In two unrelated incidents:

• Former Miami Dolphins running back Ricky Williams said Bears running back Cedric Benson's boating run-in with police might have gone differently had Williams been aboard, because Williams has "a calming influence on the people I'm around."

• Dallas Cowboys wide receiver Terrell Owens told the Dallas Morning News his guest role on the sitcom "Under One Roof" was an important step toward his goal of having an acting career because instead of just playing himself or a football player, he was portraying a guy "trying to get some money."

In 800 words or less, determine whether Williams and Owens were being: (a) unintentionally ironic, (b) puckishly clever, or (c) staggeringly oblivious.

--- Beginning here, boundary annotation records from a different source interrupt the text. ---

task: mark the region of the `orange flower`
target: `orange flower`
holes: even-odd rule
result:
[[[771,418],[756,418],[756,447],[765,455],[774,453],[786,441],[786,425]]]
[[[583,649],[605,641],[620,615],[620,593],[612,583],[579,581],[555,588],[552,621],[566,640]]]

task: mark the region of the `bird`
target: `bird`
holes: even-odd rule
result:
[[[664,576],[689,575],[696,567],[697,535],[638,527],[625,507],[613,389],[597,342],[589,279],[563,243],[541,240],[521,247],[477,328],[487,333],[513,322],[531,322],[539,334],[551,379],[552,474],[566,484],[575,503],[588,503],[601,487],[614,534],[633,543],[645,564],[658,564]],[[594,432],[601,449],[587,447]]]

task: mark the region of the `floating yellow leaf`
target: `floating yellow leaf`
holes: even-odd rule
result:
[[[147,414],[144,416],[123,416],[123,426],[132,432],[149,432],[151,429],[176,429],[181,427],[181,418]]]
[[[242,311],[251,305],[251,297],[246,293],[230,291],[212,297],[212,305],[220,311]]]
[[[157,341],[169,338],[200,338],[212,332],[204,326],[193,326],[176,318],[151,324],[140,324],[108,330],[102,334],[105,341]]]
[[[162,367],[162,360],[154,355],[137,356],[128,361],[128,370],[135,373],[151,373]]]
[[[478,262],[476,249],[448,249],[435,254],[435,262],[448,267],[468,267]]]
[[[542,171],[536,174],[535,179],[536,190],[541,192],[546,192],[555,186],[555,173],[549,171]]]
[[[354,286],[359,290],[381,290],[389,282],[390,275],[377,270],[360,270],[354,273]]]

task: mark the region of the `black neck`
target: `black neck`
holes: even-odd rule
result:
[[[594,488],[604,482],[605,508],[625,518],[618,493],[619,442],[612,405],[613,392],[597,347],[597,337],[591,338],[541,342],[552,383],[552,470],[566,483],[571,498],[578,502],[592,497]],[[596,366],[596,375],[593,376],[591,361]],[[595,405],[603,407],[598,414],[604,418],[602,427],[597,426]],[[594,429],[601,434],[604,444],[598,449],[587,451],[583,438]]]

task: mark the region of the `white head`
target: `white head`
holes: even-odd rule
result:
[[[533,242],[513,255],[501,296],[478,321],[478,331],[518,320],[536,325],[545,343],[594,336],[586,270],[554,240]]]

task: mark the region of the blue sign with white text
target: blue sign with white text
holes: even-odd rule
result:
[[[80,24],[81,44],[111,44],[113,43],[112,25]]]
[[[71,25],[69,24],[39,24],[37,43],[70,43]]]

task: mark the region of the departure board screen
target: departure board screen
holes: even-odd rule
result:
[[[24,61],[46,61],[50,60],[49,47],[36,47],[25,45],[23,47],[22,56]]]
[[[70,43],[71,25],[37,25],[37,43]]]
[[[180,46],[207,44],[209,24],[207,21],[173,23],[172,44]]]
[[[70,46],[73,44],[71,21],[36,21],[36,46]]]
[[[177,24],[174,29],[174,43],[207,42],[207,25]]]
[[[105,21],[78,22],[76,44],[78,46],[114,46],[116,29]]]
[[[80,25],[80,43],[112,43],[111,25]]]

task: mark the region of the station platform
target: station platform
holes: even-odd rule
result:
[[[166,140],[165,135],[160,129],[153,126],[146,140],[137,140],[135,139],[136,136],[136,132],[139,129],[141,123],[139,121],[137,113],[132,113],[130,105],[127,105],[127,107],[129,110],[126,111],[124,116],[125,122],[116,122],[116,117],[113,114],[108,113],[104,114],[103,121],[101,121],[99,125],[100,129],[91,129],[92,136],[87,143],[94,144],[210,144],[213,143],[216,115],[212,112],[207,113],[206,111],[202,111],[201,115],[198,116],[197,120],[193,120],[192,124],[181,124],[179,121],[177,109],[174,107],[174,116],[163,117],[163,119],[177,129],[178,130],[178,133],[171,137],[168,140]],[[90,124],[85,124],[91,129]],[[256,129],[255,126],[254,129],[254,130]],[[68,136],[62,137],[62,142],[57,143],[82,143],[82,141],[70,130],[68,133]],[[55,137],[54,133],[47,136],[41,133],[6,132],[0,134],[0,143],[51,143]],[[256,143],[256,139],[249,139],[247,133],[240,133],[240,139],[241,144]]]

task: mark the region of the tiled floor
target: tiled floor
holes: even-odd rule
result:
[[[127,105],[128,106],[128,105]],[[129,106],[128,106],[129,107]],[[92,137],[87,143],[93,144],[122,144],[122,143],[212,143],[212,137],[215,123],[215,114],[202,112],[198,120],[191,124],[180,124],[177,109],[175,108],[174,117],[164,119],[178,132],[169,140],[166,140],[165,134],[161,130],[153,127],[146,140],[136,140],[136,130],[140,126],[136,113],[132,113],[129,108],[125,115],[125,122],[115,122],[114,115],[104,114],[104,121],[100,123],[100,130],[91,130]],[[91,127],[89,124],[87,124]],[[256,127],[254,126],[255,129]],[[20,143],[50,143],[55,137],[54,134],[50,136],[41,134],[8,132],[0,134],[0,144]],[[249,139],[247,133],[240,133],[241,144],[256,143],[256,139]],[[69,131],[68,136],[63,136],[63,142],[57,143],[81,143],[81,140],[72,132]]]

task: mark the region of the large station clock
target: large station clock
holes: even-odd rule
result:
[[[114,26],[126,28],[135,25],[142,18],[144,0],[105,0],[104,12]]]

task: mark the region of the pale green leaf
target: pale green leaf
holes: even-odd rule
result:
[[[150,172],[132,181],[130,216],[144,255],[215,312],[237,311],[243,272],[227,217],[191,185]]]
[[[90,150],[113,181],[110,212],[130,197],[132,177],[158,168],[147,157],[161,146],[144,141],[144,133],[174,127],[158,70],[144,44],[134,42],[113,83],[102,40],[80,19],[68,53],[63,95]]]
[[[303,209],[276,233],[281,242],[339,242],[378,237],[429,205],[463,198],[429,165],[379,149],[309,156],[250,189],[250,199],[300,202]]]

ANSWER KEY: 1, c, unless the story involves Tropicana and Song Girls; 2, d, and seriously -- only $30K?; 3, d; 4, b; 5-6, c, can't wait for all that vindicating truth to come out; 7, d; 8, a, and that sounds like a drug combination that could potentially … kill someone; 9, c; 10, d; 11, c, and somewhere in Siberia, there's a single person who didn't see that breakup coming; 12, a; 13, d, and good luck with that!; 14, d; 15, a, although in his defense, he might have been talking about the timely distribution of severance and sexual harassment settlement funds; 16, c, although d seems more likely; 17, a; 18, d, and snicker; 19, a; 20-21, d, and looks like someone has Waxman envy; 22-23, a, and we eagerly anticipate Brady's next brainstorm of delightfully original insight; 24, a, and please, Hank, don't ever change; 25, d; 26, a, and get us rewrite!; 27, d; 28, a; 29, c, and God forbid baseball players act like human beings, as opposed to joyless cybernetic killing machines dispatched from the near future to kill Sarah Connor; 30, d; 31, a; 32, c, apparently the kitchen was syringe-free; 33, a, and too bad they didn't give this project to Christopher Nolan; 34, a-c; 35, a; Essay Question: any variation on "probably all three" is acceptable.